This semester, as students wrap up their PBAT essays, wrap up their content learning, and wrap up their super special time with me learning about Trigonometry, I began to think about the same question over and over again.

“How can I get students to think more for themselves, and stop asking me to think for them?”

The project we settled on was always the capstone project for Trigonometry, where we model daylight hours using sine waves. However this time, I decided to show students more, and then push them to make their own questions. (I swear, I’m not pushy all the time.) . Students explored cities all over the world—from Johannesburg, South Africa to Monteverde, Costa Rica—playing with numbers and making keen observations of the representations they developed.

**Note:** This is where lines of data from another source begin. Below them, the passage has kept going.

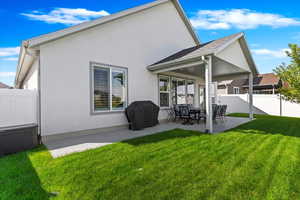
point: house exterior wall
(234, 54)
(31, 80)
(134, 42)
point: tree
(290, 75)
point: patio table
(198, 112)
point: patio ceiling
(231, 59)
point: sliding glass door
(182, 91)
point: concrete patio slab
(67, 145)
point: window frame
(165, 92)
(171, 78)
(111, 68)
(234, 90)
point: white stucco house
(87, 74)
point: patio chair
(215, 108)
(176, 112)
(223, 111)
(185, 114)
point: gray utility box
(18, 138)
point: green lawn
(258, 160)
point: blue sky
(269, 25)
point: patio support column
(208, 103)
(250, 96)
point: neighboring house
(87, 74)
(262, 84)
(4, 86)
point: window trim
(238, 89)
(166, 92)
(111, 68)
(171, 77)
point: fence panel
(263, 104)
(17, 107)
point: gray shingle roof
(2, 85)
(202, 49)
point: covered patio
(227, 58)
(61, 146)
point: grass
(258, 160)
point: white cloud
(7, 74)
(239, 18)
(281, 53)
(68, 16)
(296, 36)
(10, 58)
(9, 53)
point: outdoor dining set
(188, 114)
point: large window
(175, 91)
(236, 90)
(109, 88)
(164, 91)
(190, 92)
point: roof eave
(36, 41)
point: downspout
(21, 64)
(39, 102)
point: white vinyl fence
(263, 104)
(17, 107)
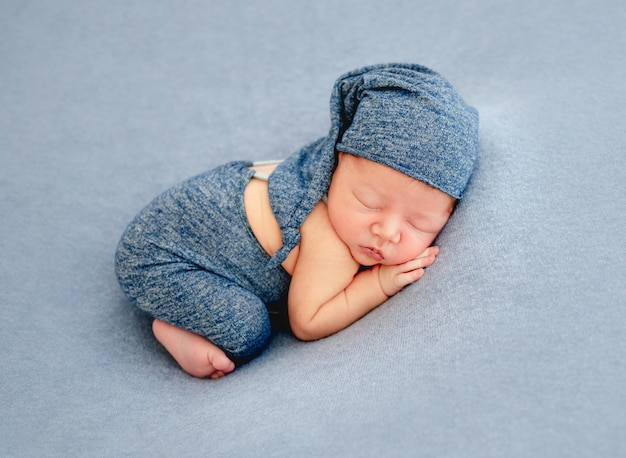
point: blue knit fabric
(404, 116)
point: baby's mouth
(373, 253)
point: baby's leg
(195, 354)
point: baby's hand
(394, 278)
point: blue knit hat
(404, 116)
(409, 118)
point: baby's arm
(327, 292)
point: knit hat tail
(409, 118)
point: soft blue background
(512, 345)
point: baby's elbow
(303, 329)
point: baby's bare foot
(195, 354)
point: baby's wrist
(378, 269)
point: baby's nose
(388, 230)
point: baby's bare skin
(195, 354)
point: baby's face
(382, 215)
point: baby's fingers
(427, 258)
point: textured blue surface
(514, 342)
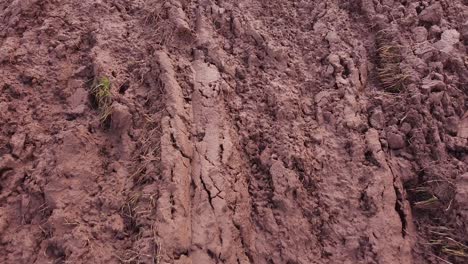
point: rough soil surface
(237, 132)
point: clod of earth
(234, 131)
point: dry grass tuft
(389, 58)
(102, 98)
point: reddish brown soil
(241, 132)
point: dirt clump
(233, 131)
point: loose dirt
(242, 131)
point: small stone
(395, 141)
(17, 143)
(405, 128)
(429, 86)
(432, 14)
(377, 119)
(420, 34)
(332, 37)
(451, 36)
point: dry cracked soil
(234, 131)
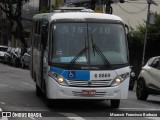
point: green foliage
(152, 44)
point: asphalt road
(17, 94)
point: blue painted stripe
(56, 70)
(75, 74)
(78, 75)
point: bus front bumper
(56, 91)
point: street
(17, 93)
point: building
(4, 29)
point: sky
(134, 12)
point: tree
(137, 44)
(13, 11)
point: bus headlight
(119, 79)
(58, 78)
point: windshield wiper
(103, 57)
(79, 54)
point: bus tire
(49, 102)
(38, 91)
(115, 103)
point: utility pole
(147, 23)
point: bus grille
(91, 83)
(98, 94)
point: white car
(149, 79)
(3, 50)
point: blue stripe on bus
(56, 70)
(77, 75)
(72, 74)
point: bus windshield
(88, 43)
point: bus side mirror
(127, 33)
(44, 36)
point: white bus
(80, 55)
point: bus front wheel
(115, 103)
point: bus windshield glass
(88, 43)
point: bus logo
(71, 74)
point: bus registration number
(88, 92)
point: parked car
(16, 57)
(132, 79)
(25, 60)
(149, 79)
(3, 50)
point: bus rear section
(86, 57)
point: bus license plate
(88, 92)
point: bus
(80, 56)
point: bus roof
(76, 15)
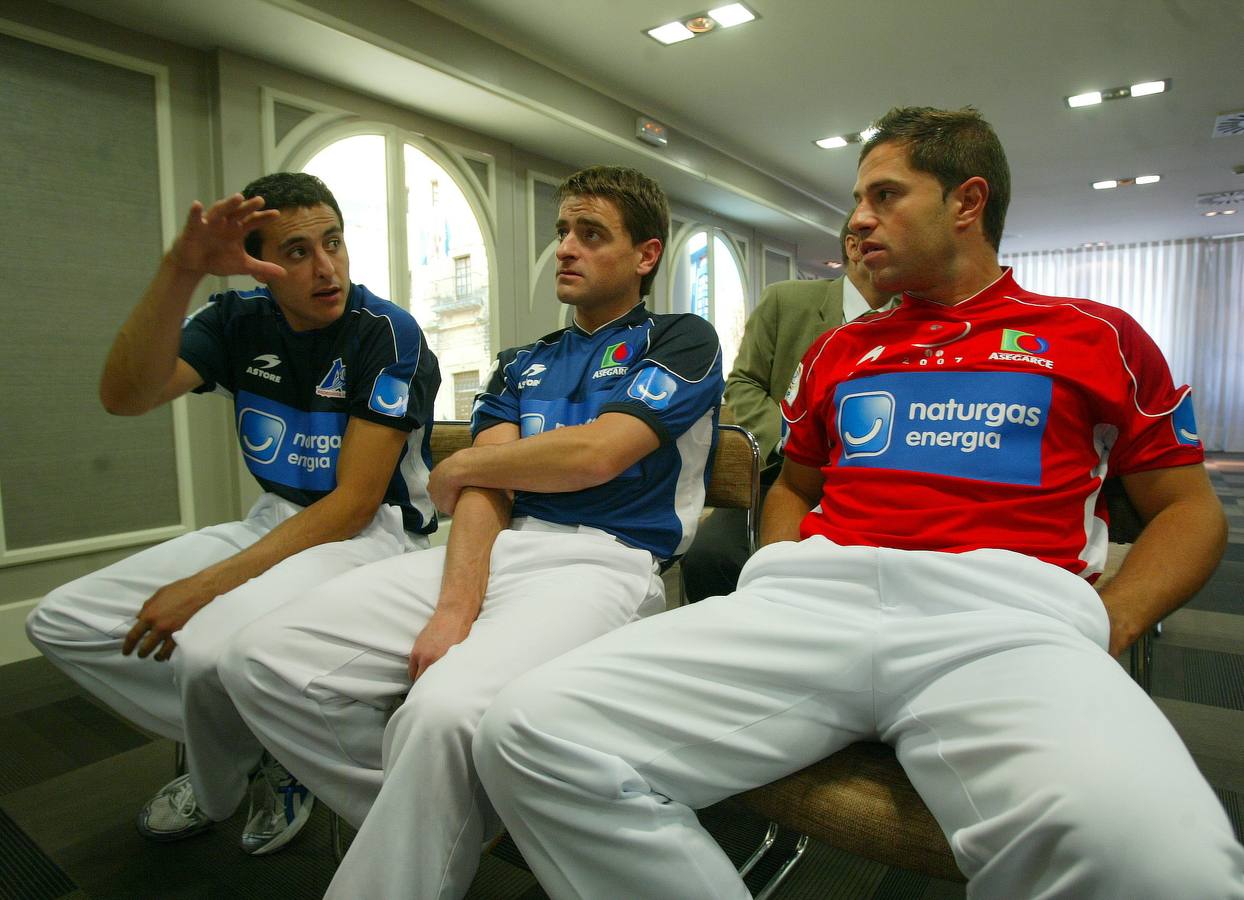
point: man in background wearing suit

“Why do our graphs look upside down from one another” one student would ask, reflecting on one city’s daylight graph from the southern hemisphere, compared to another in the north.

“What’s it like to fast somewhere like Russia?” another student would ask, remembering that I was also fasting this month for Ramadan, along with a handful of other ESA students.

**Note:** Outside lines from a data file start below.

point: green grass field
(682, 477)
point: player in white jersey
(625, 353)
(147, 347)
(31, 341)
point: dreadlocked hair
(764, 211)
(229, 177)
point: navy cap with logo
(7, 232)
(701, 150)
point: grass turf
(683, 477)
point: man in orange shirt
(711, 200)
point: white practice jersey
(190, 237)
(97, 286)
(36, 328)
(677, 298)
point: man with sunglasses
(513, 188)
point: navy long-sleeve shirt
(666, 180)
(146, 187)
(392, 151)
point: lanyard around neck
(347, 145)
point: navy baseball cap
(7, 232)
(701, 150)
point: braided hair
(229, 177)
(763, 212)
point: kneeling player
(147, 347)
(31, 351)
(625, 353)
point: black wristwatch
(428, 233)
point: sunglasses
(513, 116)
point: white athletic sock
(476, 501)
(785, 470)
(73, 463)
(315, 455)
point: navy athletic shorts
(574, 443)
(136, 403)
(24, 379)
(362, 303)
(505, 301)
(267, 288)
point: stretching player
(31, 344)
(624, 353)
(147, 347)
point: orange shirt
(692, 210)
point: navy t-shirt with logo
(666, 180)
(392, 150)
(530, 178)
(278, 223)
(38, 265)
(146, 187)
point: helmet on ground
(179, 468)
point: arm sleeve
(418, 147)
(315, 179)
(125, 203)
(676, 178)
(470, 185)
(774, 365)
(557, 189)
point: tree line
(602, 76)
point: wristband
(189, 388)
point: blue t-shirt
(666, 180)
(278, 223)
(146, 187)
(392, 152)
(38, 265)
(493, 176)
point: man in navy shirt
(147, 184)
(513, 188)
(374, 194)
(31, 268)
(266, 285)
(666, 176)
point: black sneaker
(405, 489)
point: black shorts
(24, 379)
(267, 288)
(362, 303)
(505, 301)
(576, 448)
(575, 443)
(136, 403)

“Hmm…well, what do we know about their daylight hours during this month?” I would answer back, then spiraling the class into another off-topic, but not-so-off-topic conversation about how these daylight hours—manifested as beautiful, unique sine waves—say so much more about the day-to-day experiences of people than we would initially give credit.

The real question, however, is not just about modeling the daylight hours, but about the questions we ask after getting to see the models.

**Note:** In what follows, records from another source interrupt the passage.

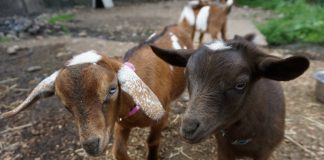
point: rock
(21, 24)
(13, 147)
(13, 49)
(83, 33)
(34, 68)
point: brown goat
(235, 95)
(105, 96)
(206, 17)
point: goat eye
(240, 86)
(112, 90)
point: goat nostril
(91, 146)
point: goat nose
(190, 126)
(91, 146)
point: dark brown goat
(235, 95)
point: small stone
(13, 49)
(13, 147)
(83, 33)
(34, 68)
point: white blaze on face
(188, 14)
(50, 79)
(86, 57)
(140, 92)
(217, 45)
(202, 19)
(175, 41)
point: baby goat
(206, 17)
(105, 96)
(235, 94)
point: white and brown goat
(235, 94)
(205, 16)
(105, 95)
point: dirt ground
(47, 131)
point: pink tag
(130, 65)
(133, 111)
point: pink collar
(136, 108)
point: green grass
(5, 39)
(60, 18)
(298, 21)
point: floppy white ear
(140, 92)
(44, 89)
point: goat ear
(44, 89)
(140, 92)
(282, 69)
(249, 37)
(174, 57)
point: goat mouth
(199, 136)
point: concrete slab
(239, 27)
(242, 27)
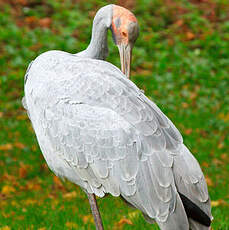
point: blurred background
(181, 60)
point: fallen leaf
(19, 145)
(124, 221)
(5, 228)
(190, 35)
(88, 219)
(6, 190)
(22, 117)
(22, 172)
(224, 117)
(45, 22)
(30, 202)
(71, 225)
(70, 195)
(6, 147)
(179, 22)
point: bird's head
(125, 31)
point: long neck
(97, 48)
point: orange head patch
(124, 25)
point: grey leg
(95, 211)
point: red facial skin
(120, 21)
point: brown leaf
(6, 147)
(184, 105)
(6, 190)
(124, 221)
(5, 228)
(88, 219)
(179, 22)
(19, 145)
(22, 172)
(45, 22)
(70, 195)
(30, 202)
(224, 156)
(224, 117)
(190, 36)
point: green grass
(181, 60)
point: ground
(181, 60)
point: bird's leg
(95, 211)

Some of the questions students developed:

“How do daylight hours affect people with seasonal affective disorder?”

“How do different locations’ daylight hours affect the circadian rhythms of people living there?”

“How can we use sine to understand daylight hour patterns on other planets?”

What is interesting now is that students have launched into a battle for needing more research, finding attainable data that really suits their needs to answer their questions.

And for the first time, I cannot prescribe students exactly what to do. We are knee-deep in constructing these essays, but each and every student has to make a choice about the representations they use, and why they use them. My feedback to students must be in the form of questions, because I am trying to understand their line of thinking, just like they are grasping for connections between this content and the dizzying world around them.

In the mean time, they’ve been able to produce some interesting stuff:

My role in all of this has been to provide more of the scaffolds, and interfere less in the exciting journey for answering questions, revising questions, and searching for more answers.

I’m toying with how I introduce helpful sentence starters, or how I set up criteria for writing all sections of their essay, or even provide general help.